Among the most important international agreement in this field is the Multilateral Convention on Mutual Administrative Assistance in Tax Matters (also known by the acronym MAAT). This agreement was signed in Strasbourg in 1988 and Italy acceded to that agreement with law no. 19 of 10 February 2005 which took effect on 1 May 2006. In 2010, the Convention underwent a make-over resulting in the taking effect of the Protocol of June 1 2011.
The people who are affected by the Convention are taxpayers who, based on their residence together with the location of their property, are resident in countries that have ratified the Convention and that hold assets or receive income in another country that has also joined the Convention. Here the status of the countries that have adhered to the convention.
From scrolling through this information, the date of entry into force for each country as well as the data that can be exchanged can be identified. Article 27, paragraph 6 of the Convention provides that the Convention takes effect for that country on January 1 of the year following its ratification of the Convention.
However, paragraph 7 of the same article provides that in the presence of tax evasion under the law of the country requesting administrative assistance, the information and assistance required from the country where the offence has occurred can also extend to tax periods preceding the entry into force of the Convention.
This broad provision may be limited under article 30 paragraph 1 letter f) of MAAT under which a subscribing country may seek to limit the period for which it undertakes to provide the information relevant to the crime by the requesting country to the three tax periods preceding the entry into force of the Convention.
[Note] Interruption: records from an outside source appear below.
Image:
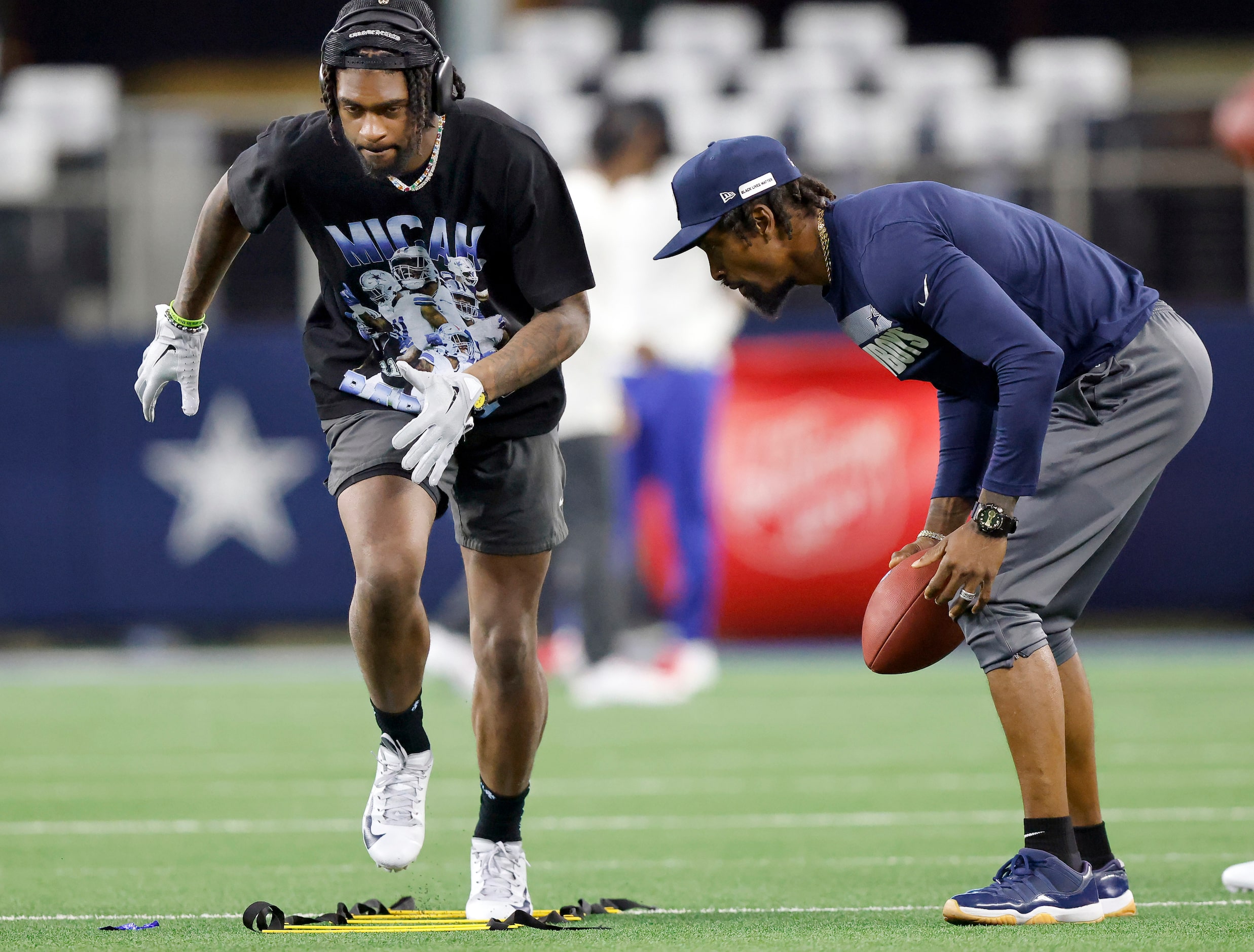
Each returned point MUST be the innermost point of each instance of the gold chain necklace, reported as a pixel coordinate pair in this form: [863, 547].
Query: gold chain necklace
[430, 163]
[827, 246]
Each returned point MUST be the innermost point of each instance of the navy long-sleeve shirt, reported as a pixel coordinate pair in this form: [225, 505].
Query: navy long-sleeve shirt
[995, 305]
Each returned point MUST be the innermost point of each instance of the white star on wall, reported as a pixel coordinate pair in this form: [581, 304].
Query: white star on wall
[230, 485]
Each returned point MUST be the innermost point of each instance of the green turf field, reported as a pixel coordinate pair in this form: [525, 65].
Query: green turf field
[803, 781]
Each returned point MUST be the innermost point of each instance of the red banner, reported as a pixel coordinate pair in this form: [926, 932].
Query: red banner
[822, 464]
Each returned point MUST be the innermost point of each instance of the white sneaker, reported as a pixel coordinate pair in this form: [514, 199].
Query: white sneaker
[694, 664]
[452, 659]
[1239, 878]
[618, 680]
[394, 823]
[498, 880]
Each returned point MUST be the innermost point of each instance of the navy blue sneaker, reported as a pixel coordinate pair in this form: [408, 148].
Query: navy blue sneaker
[1117, 895]
[1032, 889]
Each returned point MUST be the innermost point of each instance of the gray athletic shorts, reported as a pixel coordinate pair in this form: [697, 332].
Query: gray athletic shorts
[506, 495]
[1112, 433]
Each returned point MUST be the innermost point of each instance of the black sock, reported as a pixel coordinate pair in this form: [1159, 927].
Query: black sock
[405, 728]
[1094, 846]
[501, 818]
[1054, 834]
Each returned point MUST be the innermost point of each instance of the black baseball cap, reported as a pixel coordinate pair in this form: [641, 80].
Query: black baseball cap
[725, 176]
[404, 29]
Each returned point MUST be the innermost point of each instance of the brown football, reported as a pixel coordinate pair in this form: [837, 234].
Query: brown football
[902, 630]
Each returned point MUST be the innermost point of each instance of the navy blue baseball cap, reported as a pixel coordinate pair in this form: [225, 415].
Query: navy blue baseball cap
[724, 177]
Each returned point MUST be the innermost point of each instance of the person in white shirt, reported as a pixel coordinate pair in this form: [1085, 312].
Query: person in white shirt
[652, 363]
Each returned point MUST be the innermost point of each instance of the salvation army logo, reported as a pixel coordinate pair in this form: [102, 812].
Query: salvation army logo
[813, 485]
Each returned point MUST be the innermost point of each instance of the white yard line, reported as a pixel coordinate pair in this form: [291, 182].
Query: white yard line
[580, 824]
[735, 911]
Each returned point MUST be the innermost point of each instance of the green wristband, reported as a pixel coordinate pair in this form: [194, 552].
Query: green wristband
[182, 321]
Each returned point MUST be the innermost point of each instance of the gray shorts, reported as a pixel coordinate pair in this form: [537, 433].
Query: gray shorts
[506, 495]
[1112, 433]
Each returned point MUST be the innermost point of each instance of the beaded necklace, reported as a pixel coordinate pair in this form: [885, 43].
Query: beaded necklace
[430, 163]
[827, 246]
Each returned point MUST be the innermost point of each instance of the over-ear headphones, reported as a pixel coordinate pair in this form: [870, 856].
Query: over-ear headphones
[399, 33]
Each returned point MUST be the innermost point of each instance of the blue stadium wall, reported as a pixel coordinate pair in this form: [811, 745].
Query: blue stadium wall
[87, 527]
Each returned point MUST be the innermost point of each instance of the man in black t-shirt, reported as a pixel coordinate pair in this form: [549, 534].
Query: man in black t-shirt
[453, 274]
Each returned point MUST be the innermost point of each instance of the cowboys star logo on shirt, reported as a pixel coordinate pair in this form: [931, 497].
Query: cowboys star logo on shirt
[884, 339]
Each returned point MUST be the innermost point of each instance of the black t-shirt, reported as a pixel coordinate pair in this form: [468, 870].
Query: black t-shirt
[439, 276]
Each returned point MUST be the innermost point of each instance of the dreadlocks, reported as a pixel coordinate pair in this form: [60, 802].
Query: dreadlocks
[418, 81]
[787, 201]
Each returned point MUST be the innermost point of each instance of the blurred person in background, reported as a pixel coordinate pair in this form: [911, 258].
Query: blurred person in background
[654, 363]
[446, 237]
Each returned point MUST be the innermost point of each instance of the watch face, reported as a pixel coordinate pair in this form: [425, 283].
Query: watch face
[990, 520]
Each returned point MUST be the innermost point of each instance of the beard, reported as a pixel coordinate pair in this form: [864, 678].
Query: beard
[397, 167]
[768, 302]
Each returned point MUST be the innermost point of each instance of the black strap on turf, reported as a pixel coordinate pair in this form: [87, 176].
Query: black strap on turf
[623, 905]
[264, 917]
[268, 917]
[548, 924]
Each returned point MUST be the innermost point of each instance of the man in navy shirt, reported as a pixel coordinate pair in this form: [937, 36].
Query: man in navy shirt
[1065, 387]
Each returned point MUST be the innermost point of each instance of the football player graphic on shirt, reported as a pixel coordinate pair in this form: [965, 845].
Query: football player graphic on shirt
[424, 313]
[462, 280]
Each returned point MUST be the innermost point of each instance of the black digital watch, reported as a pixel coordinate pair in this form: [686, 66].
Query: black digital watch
[992, 521]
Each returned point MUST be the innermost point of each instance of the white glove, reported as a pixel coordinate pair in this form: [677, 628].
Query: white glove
[448, 402]
[175, 354]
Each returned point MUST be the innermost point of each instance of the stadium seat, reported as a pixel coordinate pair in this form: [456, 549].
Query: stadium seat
[855, 32]
[695, 123]
[661, 76]
[581, 35]
[80, 103]
[933, 70]
[1085, 75]
[28, 159]
[724, 33]
[509, 81]
[993, 127]
[790, 77]
[855, 131]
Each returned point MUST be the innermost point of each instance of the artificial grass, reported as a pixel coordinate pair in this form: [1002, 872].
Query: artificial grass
[802, 781]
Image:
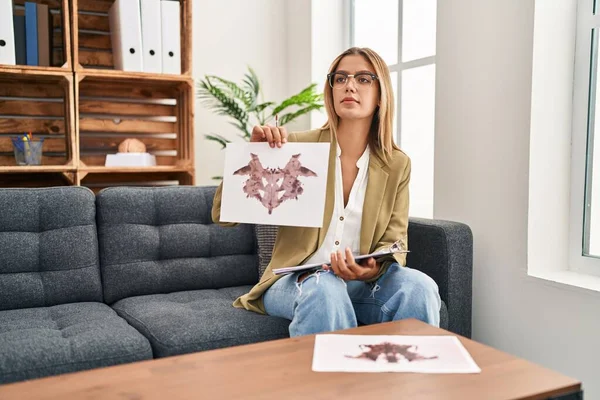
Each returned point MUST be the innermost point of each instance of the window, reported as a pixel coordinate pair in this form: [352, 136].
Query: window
[403, 33]
[585, 156]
Italy has not exercised this option while other countries such as Luxembourg or Switzerland have done so (here is the list of limitations ). Italy has therefore indicated its willingness to provide tax information without putting any time limits on the time period of the requests. So while Italy will provide the information requested by another State without time limits, conversely Italy will need to check if the country from which it requests tax information has opted for a time limitation referred to above.
Essentially a taxpayer will have to check on the links (which are constantly updated) if the relevant country has opted for a time limit as provided for by Article 30 and the time when the country signed and implemented the MAAT.
Finally, it is worth remembering that the main areas of collaboration that a subscribing country may obtain from another subscribing country are:
(a) tax information that is already in existence and available to the relevant local tax authority for which there is automatic exchange, upon request or spontaneously;
(b) cooperation in the enforcement of tax debts accrued in the requesting country;
(c)assistance in the service of documents.